Le cannelé commence à être reconnu à Bordeaux au début du XXe siècle mais il passe de mode après la Seconde Guerre mondiale. Il faudra attendre finalement entre 1970 et 1980 pour qu’il y ait véritablement une production significative du cannelé mais surtout une reconnaissance au-delà de Bordeaux. Il revient alors en force dans les années 80, notamment car Jacques Chaban-Delmas, alors maire de Bordeaux, le choisit pour emblème.  


Devenu une institution dans le bordelais, le cannelé est défendu à partir de 1985 par une confrérie spécialement dédiée qui tente de le faire rayonner dans toute sa région : la confrérie du Canelé de Bordeaux.


 En 1985, 88 pâtissiers se réunissent pour créer la confrérie du canelé bordelais et établir le cahier des charges de ce tout nouveau symbole à la recette précieusement gardée. Ils ont pour but de promouvoir l’authenticité du petit gâteau bordelais et de le faire reconnaître partisan du patrimoine culinaire régional.
Le véritable canelé bordelais doit alors être conçu à partir des ingrédients de la recette originale -et rien d’autre- ; être cuit dans un moule en cuivre nappé de cire d’abeille ; présenter une coquille brune, croustillante et un cœur tendre ; et enfin s’écrire avec un seul « n ». Celui qui en mettra deux, comme préconisé pourtant par l’Académie française, ou déroge à l’une de ses conditions, ne pourra prétendre fabriquer un véritable canelé de bordeaux mais une copie.


Personnellement j’ai fait le choix d’écrire cannelé avec deux n. 
La 1ere raison? J'aime particulièrement respecter l’orthographe de l’académie française.
La deuxième? Etant donné que je confectionne mes cannelés en dehors de la région bordelaise je ne me vois pas emprunter cette orthographe tant protégée par la confrérie.
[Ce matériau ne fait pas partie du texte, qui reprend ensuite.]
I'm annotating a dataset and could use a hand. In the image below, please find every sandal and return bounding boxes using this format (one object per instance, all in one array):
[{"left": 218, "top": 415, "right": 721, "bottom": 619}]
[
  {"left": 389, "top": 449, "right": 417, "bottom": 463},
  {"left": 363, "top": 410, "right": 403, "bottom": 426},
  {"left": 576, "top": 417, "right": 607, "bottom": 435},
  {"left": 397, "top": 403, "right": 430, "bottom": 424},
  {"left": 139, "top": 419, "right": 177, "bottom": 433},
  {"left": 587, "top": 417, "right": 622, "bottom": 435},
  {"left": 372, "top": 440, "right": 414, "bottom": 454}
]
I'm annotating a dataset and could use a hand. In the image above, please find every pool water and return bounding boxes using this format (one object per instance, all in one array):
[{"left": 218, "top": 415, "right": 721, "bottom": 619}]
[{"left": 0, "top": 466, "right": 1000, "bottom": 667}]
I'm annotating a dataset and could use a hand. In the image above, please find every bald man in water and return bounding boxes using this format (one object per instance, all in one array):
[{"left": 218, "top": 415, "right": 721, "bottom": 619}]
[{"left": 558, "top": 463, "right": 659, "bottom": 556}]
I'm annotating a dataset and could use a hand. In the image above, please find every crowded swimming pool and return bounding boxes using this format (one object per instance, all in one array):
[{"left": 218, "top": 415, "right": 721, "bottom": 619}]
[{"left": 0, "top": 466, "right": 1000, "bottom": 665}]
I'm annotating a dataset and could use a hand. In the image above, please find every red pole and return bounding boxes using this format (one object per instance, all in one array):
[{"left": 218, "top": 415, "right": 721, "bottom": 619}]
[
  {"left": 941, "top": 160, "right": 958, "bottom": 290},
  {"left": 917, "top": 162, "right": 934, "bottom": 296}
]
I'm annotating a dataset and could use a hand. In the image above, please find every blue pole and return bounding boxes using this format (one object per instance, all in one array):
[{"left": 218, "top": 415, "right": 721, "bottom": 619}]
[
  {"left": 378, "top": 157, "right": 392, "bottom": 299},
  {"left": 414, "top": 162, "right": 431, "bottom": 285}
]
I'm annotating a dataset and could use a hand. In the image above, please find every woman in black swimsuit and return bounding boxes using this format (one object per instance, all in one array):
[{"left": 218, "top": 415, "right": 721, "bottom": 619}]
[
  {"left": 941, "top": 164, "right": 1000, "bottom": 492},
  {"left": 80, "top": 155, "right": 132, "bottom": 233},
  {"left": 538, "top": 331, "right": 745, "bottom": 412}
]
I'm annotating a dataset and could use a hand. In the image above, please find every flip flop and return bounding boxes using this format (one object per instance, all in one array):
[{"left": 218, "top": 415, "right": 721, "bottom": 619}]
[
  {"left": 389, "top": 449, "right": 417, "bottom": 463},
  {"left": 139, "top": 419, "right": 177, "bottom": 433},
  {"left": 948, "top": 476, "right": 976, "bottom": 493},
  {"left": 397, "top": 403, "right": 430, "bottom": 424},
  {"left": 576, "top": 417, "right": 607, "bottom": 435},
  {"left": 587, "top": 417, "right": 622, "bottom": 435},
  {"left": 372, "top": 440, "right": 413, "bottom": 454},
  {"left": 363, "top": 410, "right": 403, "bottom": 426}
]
Malgré que ma recette respecte scrupuleusement leurs exigences.



*Le collage des vins consiste pour le vigneron à clarifier son vin afin de le clarifier et de l’affiner. Il rend le vin plus limpide et de meilleure qualité organoleptique. Pour ce faire, il utilise une protéine (à l’époque principalement du blanc d’oeuf) qui, en coagulant, fait descendre au fond de la cuve -ou du fût- par gravité les particules en suspension. Voici pourquoi à l’époque les vignerons se débarrassaient des jaunes d’oeuf dont ils n’avaient pas l’utilité.
 


**la forme dorique est une forme qui remonte à l’antiquité grecque et constituait notamment les temples. Voyez-vous à quoi ressemblaient les colonnes de ces temples? De longs tronçons qui forment les colonnes, creusées de cannelures larges.